Critiques

Angel Olsen

Whole New Mess

  • Jagjaguwar Records
  • 2020
  • 42 minutes
7

À peine un an après avoir lancé son disque le plus ambitieux en carrière, le superbe All Mirrors, l’auteure-compositrice-interprète américaine Angel Olsen nous offre une sorte d’antépisode avec Whole New Mess. Constitué de plusieurs des mêmes chansons en version intimiste ainsi que de deux nouveaux titres, l’album offre une incursion inédite à travers le processus créatif de cette musicienne hors du commun.

Il est quand même rare qu’on puisse ainsi remonter le temps pour découvrir la genèse d’une œuvre. Bien sûr, les compagnies de disques sont passées maîtres dans l’art de proposer des rééditions d’albums devenus des classiques, bourrées de versions démo ou de prises additionnelles en studio. Mais la démarche est différente ici, puisqu’il ne s’agit pas de prises ratées ou d’expérimentations en studio ayant évolué jusqu’à leur forme finale, mais bien de ce que les chansons auraient pu être à l’origine.

All Mirrors est né d’une période particulièrement difficile pour Angel Olsen. Après une rupture douloureuse, la musicienne originaire de St-Louis a en effet vécu une grave crise existentielle au beau milieu de la tournée de son album My Woman. Non seulement venait-elle de perdre son amoureux, mais elle avait aussi dû tirer un trait sur des amitiés qui lui étaient chères. C’est alors qu’elle s’est isolée dans le but de travailler sur la matière qui constituerait son prochain disque, en formule guitare-voix uniquement, comme à ses débuts lo-fi. Évidemment, les choses ont pris une autre tournure par la suite puisque la musicienne a décidé d’enrober ses nouvelles chansons d’arrangements somptueux, avec la participation d’un orchestre à cordes.

Bref, Whole New Mess nous fait entendre ces premières versions, que j’hésite un peu à qualifier de « versions de travail », étant donné qu’elles auraient pu sortir sous cette forme, après tout. Évidemment, ça sonne comme un disque de pandémie, créé dans un contexte de confinement, sauf que dans ce cas-ci, le confinement était volontaire. Ceux et celles qui s’ennuient de l’approche davantage bricolée d’Angel Olsen à ses débuts pourraient d’ailleurs y trouver leur compte puisqu’il s’agit de son premier album sans un groupe accompagnateur depuis Half Way Home en 2012.

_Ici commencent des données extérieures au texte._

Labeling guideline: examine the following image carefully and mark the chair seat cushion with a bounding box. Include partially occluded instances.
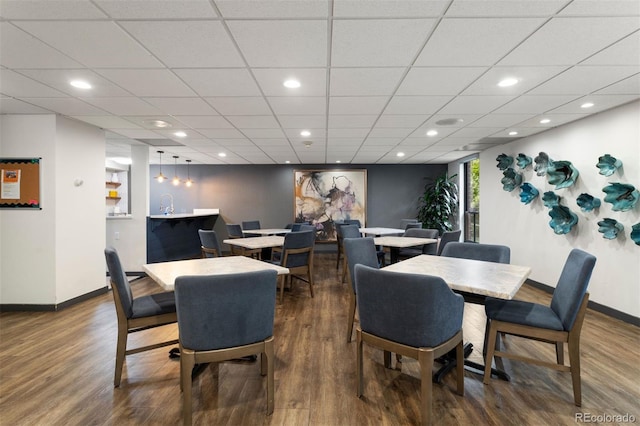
[131,291,176,318]
[484,297,564,331]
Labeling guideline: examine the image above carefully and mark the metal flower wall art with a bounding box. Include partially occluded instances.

Au total, neuf des 11 morceaux d’All Mirrors sont ainsi offerts en version épurée. Si certains perdent de leur force de frappe en l’absence d’arrangements (Lark Song est un peu longuette sans son crescendo orchestral), d’autres se révèlent sous un nouveau jour. La ballade Chance (Forever Love) se fait poignante de vulnérabilité, avec de simples arpèges de guitare pour soutenir la voix d’Olsen, tandis qu’elle était enrobée d’un glamour digne d’une comédie musicale dans sa version orchestrale.

L’un des intérêts de cet album réside évidemment dans les deux nouvelles chansons qu’il propose : la pièce-titre et la délicate Waving, Smiling, un très joli morceau de bedroom folk. Whole New Mess est toutefois la plus intéressante : une sorte de ballade doo-wop aux accents rétro comme Olsen les affectionne particulièrement, avec un texte qui décrit cet état un peu apathique qui nous envahit lorsqu’on a le cœur brisé, et qu’il nous semble impossible de poser les gestes nécessaires pour aller mieux :

« Gettin’ back on track, gettin’ back on track

When it all fades to black, I’ll be gettin’ back on track

Back to my own head, cleared out, ’till the time comes ».

Whole New Mess

Même s’il ne constitue pas un ajout essentiel à la discographie d’Angel Olsen, Whole New Mess s’avère un parfait complément à All Mirrors et illustre comment les mêmes chansons peuvent servir deux intentions complètement différentes. Ainsi ramenées à leur plus simple appareil, elles montrent la douleur qui a mené à leur création, tandis qu’en version orchestrale, elles permettent une forme de transcendance.